OdpowiedzUsuńszczerze mówiąc mnie też nie powala na kolana
OdpowiedzUsuńmasz racje takie sobie te produkty z pudelka... zapraszam do mnie na www.lipsonheels.pl dopiero wystartowalam z blogiem i bede wdzieczna za jakiekolwiek wskazowki czy porady z twojej strony
OdpowiedzUsuńTo jest taki urok czy też może przekleństwo tego typu pudełek- nie wiadomo, co jest w środku. Ja na przykład ucieszyłabym się z tylu rzeczy to paznokci, bo to moja ulubiona część "pindrzenia się". Wszystko rzecz względna, szkoda jednak, że Tobie nie przypadło to do gustu :).

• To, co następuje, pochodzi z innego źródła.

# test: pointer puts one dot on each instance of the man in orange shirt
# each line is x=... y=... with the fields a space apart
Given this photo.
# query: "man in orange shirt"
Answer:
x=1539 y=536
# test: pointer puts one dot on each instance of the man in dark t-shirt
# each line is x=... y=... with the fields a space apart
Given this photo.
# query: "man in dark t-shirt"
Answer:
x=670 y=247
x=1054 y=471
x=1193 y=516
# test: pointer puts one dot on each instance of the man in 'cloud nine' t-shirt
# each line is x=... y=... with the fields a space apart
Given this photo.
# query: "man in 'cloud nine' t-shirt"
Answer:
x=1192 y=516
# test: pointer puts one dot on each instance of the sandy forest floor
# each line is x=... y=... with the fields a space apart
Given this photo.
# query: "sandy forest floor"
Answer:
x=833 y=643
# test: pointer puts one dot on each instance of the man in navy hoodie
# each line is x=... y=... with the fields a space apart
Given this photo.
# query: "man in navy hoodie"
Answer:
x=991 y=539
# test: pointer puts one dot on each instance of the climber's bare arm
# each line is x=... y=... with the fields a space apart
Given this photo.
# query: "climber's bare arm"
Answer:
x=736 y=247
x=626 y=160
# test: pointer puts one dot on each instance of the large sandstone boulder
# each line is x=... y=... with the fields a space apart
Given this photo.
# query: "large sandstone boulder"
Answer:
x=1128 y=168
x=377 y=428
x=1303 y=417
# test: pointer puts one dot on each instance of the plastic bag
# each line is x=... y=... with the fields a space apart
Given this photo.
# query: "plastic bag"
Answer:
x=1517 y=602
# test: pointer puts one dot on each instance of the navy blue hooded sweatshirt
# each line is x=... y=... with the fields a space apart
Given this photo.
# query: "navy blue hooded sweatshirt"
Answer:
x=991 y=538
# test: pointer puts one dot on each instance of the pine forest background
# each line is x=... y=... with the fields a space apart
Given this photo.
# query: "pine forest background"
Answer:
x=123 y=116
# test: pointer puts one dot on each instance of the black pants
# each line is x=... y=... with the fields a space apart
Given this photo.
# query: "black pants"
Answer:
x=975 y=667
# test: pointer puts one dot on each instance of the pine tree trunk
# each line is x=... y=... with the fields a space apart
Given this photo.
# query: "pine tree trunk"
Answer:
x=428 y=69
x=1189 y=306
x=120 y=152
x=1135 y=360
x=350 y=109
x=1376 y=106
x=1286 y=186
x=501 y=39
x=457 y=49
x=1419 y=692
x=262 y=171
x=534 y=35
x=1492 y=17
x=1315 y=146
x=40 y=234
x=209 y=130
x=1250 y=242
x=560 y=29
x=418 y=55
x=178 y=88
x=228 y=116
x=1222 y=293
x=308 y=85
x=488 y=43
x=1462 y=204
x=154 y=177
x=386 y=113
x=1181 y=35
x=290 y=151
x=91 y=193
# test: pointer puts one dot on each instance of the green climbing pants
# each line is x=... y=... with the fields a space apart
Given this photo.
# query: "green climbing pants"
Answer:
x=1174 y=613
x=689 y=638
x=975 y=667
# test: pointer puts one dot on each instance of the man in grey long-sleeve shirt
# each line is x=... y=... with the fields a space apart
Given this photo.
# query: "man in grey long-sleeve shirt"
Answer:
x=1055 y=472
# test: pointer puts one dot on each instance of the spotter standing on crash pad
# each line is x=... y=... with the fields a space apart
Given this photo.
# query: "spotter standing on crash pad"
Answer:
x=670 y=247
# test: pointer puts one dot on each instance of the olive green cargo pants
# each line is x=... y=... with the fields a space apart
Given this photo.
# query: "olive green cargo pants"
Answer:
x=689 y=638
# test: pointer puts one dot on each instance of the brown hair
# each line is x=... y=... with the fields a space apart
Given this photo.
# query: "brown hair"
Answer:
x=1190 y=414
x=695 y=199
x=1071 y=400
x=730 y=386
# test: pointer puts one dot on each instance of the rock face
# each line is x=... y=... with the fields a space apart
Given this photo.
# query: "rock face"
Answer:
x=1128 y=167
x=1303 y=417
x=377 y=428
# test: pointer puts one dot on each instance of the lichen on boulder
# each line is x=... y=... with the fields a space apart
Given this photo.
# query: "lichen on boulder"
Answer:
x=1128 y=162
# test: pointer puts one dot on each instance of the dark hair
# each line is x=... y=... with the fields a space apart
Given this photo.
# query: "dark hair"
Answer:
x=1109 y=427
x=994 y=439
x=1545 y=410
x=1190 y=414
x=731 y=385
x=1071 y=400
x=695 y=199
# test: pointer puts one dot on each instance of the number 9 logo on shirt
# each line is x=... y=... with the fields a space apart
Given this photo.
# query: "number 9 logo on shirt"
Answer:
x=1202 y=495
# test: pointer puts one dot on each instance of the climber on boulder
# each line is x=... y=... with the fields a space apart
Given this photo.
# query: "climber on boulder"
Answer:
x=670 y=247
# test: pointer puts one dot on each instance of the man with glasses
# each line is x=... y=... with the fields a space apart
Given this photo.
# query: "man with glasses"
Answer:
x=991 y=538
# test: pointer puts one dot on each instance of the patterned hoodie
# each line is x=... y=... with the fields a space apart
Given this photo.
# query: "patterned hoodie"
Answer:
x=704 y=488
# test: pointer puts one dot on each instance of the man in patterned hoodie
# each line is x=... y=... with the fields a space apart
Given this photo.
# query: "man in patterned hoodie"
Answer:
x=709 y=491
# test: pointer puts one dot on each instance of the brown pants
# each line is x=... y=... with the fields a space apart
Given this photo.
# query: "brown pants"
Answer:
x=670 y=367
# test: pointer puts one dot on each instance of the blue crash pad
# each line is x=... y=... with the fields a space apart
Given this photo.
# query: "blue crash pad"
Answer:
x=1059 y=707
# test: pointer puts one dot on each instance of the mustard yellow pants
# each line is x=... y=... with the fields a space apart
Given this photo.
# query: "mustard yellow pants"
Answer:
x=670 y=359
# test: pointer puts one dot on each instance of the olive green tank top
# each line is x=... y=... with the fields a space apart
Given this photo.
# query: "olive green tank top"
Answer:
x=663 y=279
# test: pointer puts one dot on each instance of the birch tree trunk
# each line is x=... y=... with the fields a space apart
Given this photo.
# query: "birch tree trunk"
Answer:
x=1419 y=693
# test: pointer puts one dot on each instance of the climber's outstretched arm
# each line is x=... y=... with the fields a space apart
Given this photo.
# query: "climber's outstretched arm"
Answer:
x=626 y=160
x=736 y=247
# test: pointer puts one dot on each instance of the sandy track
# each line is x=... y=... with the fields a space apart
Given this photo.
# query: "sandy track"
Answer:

OdpowiedzUsuńOpowiastki Prawdziwe (klik)
Masz rację. Porażka
OdpowiedzUsuńświetny blog i zdj mega zajebiste pozdrawiam :P dasz obs i kom koleżance odda ci tym samym :P http://milkafashionx.blogspot.com/
OdpowiedzUsuńJa mam listopadowe i dla mnie jest cudowne! Twoje, to faktycznie klapa.